Auto register Django auth models using custom admin site

  1. Create your own AdminSite with a simple __init__() override.
  2. Import your admin in urls.py.

Replacing the Django Admin and getting the autodiscover() behavior is possible with minimal effort. Here's a project structure generated in the typical django-admin startproject project fashion:

project/
    manage.py
    project/
        __init__.py
        settings.py
        urls.py
        wsgi.py
        admin.py  # CREATE THIS FILE

project/admin.py: (I think it makes the most sense to do this at the project level.)

from django.contrib.admin import *  # PART 1

class MyAdminSite(AdminSite):
    site_header = "My Site"

    def __init__(self, *args, **kwargs):
        super(MyAdminSite, self).__init__(*args, **kwargs)
        self._registry.update(site._registry)  # PART 2

site = MyAdminSite()

project/urls.py (snippet):

from . import admin  # PART 3

urlpatterns = [
    url(r'^admin/', admin.site.urls),
]

Part 1 is simple Python. By importing everything from django.contrib.admin into your namespace, it acts as a drop-in replacement. I suppose you don't have to do this, but it helps preserve expectations. Part 3, simply connect up your admin. Part 2 is the real trick. As the documentation says, autodiscover() is called to do the work. All autodiscover does is go through INSTALLED_APPS attempting to import a file called admin.py. Importing runs the code of course and that code is doing the same thing you do to register models (example by decorator and example by method).
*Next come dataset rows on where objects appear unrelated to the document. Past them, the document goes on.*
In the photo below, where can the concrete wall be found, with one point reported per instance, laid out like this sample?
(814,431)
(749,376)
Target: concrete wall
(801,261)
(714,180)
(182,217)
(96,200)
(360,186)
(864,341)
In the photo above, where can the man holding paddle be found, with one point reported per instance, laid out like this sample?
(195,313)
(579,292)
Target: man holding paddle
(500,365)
No magic. You don't have to register your models with your customized admin (as the documentation says).

Autodiscover looks smarter than it is with its register_to kwarg. That indicates you could call autodiscover() yourself passing your own admin. Nope; there's no wiring connected there (future feature?). The assignment happens here and is fixed to the native AdminSite instance here (or here using the decorator). Django contrib models register to that instance and so will any third-party libraries. It's not something you can hook into.
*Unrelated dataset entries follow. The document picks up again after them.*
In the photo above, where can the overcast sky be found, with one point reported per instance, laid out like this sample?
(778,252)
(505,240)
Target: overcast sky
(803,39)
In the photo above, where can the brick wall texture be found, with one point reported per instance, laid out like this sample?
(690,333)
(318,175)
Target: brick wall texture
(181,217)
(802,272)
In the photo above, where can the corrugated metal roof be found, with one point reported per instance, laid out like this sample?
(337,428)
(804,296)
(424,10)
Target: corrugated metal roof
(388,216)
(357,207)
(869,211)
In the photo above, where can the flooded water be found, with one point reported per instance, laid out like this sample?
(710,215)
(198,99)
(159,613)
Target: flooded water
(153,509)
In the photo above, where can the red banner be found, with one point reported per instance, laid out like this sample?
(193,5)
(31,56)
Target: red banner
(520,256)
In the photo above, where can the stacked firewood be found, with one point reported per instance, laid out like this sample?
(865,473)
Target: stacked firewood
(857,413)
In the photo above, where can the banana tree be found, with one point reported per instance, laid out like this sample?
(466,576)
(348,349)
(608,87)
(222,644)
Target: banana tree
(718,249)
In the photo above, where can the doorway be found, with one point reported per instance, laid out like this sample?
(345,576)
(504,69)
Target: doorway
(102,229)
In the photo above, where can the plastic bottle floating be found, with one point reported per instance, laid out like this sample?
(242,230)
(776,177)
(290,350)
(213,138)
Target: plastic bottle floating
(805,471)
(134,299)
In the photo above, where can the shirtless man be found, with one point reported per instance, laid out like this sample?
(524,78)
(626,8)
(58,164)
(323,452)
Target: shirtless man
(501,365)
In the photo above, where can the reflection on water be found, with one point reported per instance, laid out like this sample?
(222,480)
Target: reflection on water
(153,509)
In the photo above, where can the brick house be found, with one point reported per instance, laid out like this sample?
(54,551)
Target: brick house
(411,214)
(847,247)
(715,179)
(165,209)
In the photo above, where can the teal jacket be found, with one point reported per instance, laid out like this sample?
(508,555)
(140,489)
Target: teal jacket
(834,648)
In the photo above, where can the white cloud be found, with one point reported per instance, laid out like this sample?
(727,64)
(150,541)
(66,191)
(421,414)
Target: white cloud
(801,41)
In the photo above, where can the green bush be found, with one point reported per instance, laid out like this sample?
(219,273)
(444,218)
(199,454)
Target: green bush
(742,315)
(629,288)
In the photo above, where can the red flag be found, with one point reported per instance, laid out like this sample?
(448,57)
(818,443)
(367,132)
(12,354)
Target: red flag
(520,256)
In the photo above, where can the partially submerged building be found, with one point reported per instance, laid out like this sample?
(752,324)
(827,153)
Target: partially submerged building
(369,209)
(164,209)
Here's the trick though, _registry is just a dictionary mapping. Let Django autodiscover all the things and then just copy the mapping. That's why self._registry.update(site._registry) works. "self" is your customized AdminSite instance, "site" is Django's instance and you can register your models with either.
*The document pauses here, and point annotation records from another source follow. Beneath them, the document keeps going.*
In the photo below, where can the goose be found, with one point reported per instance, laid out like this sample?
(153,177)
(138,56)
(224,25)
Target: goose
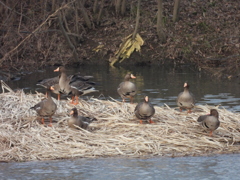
(185,99)
(46,108)
(144,111)
(127,89)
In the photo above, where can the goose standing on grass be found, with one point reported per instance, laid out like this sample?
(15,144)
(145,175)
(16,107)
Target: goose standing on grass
(127,89)
(73,86)
(144,111)
(185,99)
(54,82)
(210,122)
(46,108)
(79,121)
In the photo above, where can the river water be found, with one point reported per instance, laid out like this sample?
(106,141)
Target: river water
(162,85)
(223,167)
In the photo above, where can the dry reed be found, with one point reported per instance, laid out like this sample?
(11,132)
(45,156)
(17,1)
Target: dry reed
(116,133)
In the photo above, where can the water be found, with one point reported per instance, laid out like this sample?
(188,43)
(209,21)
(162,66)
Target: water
(193,168)
(162,85)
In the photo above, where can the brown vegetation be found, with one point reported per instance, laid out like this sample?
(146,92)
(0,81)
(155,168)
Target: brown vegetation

(Final note: If models are missing, it's because of import order. All the registration to Django's AdminSite needs to happen before you copy _registry. Registering directly to your customized admin is probably the easiest thing.)


The Django docs suggest using SimpleAdminConfig with a custom admin site.

INSTALLED_APPS = (
    ...
    'django.contrib.admin.apps.SimpleAdminConfig',
    ...
)

That prevents the models being registered with the default AdminSite.

The docs seem to assume that you will import the models individually and add them to your custom admin site:

from django.contrib.auth.models import Group, User
from django.contrib.auth.admin import GroupAdmin, UserAdmin

admin_site.register(Group, GroupAdmin)
admin_site.register(User, UserAdmin)

This would be very repetitive if you have models in many apps. It doesn't offer any advice how to automatically register models from all your apps with your custom site.

You could try monkey patching admin, and replacing admin.site with your own.

from django.contrib import admin
admin.site = OptiAdmin(name='opti_admin')

Then, when code called admin.site.register(), it would register the model with your admin site. This code would have to run before any models were registered. You could try putting it in the AppConfig for your app, and make sure that your app is above django.contrib.admin.